The number of documented ribonuclease activities in Bacillus subtilis has grown rapidly in the last few years, with at least 15 enzymes known (1). Of those that have been identified recently, perhaps the most relevant ribonuclease for RNA turnover is RNase J1, encoded by the rnjA (formerly ykqC) gene. RNase J1 was originally identified as an endoribonuclease that shares characteristics with Escherichia coli RNase E (2), suggesting that RNase J1 may be the primary nuclease activity responsible for regulating mRNA decay in B. subtilis as RNase E is thought to be in E. coli (3, 4). Indeed, Putzer and co-workers (2) reported that global mRNA half-life was increased slightly in an RNase J1 mutant that was grown under conditions where RNase J1 was depleted. More recently, the surprising finding was reported that RNase J1 also has 5′ to 3′-exoribonuclease activity (5), an activity not previously known to exist in bacteria. The presence of a 5′ to 3′-exoribonuclease activity in B. subtilis provides a rationale for the often observed 5′-end dependence of mRNA decay in B. subtilis (6). RNase J1 has also been shown to be important for processing of two stable RNAs, scRNA (7) and 16S rRNA (8). Another endoribonuclease, RNase J2, encoded by the rnjB (formerly ymfA) gene, shares characteristics with RNase J1 (2); however, whereas RNase J1 is essential, RNase J2 is not.

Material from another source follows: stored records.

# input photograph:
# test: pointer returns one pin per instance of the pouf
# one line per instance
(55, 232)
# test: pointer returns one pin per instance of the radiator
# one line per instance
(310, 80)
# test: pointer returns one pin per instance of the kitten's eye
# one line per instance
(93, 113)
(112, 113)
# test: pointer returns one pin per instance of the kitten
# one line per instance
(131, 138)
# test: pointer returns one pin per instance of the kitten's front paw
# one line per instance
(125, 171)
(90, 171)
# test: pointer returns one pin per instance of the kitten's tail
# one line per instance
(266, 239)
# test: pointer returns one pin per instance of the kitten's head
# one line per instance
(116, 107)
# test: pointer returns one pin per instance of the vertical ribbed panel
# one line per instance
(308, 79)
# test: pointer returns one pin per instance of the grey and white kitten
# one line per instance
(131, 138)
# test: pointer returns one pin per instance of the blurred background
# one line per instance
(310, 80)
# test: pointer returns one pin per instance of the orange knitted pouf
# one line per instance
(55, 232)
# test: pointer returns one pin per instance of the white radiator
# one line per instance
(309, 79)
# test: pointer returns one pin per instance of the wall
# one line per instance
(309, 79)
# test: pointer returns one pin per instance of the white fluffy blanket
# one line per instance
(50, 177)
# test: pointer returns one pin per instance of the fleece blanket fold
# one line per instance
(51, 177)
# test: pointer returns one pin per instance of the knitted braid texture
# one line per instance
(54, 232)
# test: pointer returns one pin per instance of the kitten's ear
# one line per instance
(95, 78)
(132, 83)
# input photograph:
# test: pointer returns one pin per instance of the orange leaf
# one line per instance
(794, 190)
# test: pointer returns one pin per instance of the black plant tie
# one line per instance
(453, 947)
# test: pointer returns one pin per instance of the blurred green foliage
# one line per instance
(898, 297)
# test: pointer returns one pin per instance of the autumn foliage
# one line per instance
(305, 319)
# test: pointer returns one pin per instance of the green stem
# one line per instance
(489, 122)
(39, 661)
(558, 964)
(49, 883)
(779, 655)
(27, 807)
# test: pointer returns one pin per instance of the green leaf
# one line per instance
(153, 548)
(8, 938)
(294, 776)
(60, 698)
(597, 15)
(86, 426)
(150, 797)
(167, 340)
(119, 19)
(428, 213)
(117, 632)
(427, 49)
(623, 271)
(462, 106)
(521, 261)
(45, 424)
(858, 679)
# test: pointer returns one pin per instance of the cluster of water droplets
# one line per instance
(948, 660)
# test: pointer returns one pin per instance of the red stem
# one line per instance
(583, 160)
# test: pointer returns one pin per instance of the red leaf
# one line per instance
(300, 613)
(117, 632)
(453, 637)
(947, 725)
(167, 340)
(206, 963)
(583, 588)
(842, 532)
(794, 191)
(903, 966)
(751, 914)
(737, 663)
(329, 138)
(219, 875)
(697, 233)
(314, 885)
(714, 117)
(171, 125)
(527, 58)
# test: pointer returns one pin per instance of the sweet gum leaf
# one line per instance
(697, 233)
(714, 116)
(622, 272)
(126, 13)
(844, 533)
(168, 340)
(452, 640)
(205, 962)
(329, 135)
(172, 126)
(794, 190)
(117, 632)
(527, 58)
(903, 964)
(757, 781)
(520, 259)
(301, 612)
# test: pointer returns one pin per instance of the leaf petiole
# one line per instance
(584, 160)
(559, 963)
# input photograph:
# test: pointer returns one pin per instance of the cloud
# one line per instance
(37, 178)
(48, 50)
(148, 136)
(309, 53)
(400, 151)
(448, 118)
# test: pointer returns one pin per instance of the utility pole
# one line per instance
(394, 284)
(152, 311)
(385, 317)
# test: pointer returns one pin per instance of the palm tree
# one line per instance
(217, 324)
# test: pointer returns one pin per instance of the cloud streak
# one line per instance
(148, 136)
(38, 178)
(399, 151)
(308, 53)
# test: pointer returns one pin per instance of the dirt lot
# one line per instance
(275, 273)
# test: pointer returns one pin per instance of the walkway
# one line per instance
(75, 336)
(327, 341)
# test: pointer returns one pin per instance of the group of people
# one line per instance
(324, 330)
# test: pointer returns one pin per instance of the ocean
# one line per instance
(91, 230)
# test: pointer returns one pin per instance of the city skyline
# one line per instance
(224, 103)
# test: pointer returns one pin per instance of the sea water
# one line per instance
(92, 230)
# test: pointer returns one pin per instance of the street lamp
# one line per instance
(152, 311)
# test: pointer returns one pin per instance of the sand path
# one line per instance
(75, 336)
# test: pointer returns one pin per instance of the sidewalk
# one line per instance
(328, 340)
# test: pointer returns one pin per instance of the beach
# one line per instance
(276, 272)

RNase J1 activity is sensitive to the phosphorylation state of the 5′-end, with severalfold greater activity observed with monophosphorylated or hydroxylated 5′-ends than with triphosphorylated 5′-ends (2, 5, 9). E. coli RNase E also shows a strong preference for monophosphorylated versus triphosphorylated 5′-ends, but, unlike RNase J1, it is poorly active on a hydroxylated 5′-end (10, 11). It has been suggested that the 5′-end-dependent action of RNase E on E. coli RNAs is preceded by a pyrophosphatase activity that converts the 5′-triphosphate end of the transcription product to a 5′-monophosphate end (12). The activity in E. coli responsible for this conversion has been identified recently as the pyrophosphohydrolase RppH (formerly NudH) (13). No such enzyme has yet been identified in B. subtilis.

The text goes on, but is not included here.